Shelley managed to have herself a shirley temple before Lucius got up and nodded to his friends. Then Shelley found herself being led down the stairs into this strange arena that she would have thought could not fit beneath the 7 Dollar. It looked like it had just been built yesteday, too. She asked Lucius if they had stolen the bleachers from some kids’ soccer field. Lucius laughed and said they probably had. The walls and ceilings had been lined with egg cartons. Sound absorbers, she thought. Someone probably thought that funny.

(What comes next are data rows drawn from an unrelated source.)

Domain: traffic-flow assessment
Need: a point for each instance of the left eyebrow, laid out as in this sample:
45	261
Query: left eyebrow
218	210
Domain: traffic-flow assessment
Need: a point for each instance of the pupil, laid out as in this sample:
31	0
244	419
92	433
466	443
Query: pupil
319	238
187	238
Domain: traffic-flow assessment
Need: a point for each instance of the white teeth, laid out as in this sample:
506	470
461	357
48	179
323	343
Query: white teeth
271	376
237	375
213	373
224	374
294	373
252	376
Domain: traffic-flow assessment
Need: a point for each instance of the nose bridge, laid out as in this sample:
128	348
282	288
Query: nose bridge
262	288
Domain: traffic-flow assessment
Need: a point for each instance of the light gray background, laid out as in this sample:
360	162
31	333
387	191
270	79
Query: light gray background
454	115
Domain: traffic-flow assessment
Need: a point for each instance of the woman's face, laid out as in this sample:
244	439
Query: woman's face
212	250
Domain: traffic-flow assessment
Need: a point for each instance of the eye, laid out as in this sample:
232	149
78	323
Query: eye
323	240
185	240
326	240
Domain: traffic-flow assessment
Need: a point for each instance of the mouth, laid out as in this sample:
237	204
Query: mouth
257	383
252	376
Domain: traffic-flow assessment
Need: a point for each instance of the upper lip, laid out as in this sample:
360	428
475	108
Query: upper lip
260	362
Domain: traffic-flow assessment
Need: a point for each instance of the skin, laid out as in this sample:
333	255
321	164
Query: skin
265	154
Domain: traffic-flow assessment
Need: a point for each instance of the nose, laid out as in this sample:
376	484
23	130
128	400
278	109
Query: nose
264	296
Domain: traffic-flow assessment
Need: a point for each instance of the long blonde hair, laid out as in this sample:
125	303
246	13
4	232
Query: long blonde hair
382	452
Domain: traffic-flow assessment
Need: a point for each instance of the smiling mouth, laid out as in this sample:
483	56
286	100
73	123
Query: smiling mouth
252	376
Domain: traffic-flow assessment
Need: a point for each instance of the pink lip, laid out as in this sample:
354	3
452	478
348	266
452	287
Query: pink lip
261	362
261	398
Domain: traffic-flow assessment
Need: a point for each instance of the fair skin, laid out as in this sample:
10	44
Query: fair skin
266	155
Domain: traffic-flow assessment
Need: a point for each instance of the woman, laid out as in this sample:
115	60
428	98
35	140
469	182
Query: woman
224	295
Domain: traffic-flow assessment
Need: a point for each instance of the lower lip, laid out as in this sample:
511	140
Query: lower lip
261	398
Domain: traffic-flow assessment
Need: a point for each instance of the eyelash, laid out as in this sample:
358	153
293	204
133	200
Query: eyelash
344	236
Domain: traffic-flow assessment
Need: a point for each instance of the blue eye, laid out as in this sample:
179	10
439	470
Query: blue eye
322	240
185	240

In the center of the bleachers stood a ring no larger than the back of station wagon. It was built out of unstained wood. You could see sawdust all over the floor around it. In the air hung cages with chickens in them - the cocks, she guessed. The cages hung from ropes that hung from pulleys. After they sat down in the bleachers, a young woman came by in a short skirt and a tight t-shirt and she asked if they wanted to bet. Lucius gave her a twenty and said “Splitter.” She nodded, wrote something on a pad she had, then tore half of it off and handed it to him. He smiled at her as if Shelley weren’t there.

Once the place had filled up the lights went off for one second and then they came back on with spotlights circling the room. Not fancy ones. Cheap, elementary school theater spotlights that a couple of college students were making flip around. A guy in shiny clothes stood in the ring now as two cages lowered down into the ring from the ceiling. The guy in the shiny clothes had a mic in his hand and he gestured at one of the lowering cages and shouted, “Ladies and Gentlemen! Can you tell me why Splitter here crossed the road?”

The crowd screamed “Why?” with delight.

To which he answered, shifting his gesture to the other cage, “To rip the gizzard out of Sunny Tsunami!” And the crowd roared, and Lucius was right there with them. Shelley decided that maybe this relationship was not ideal.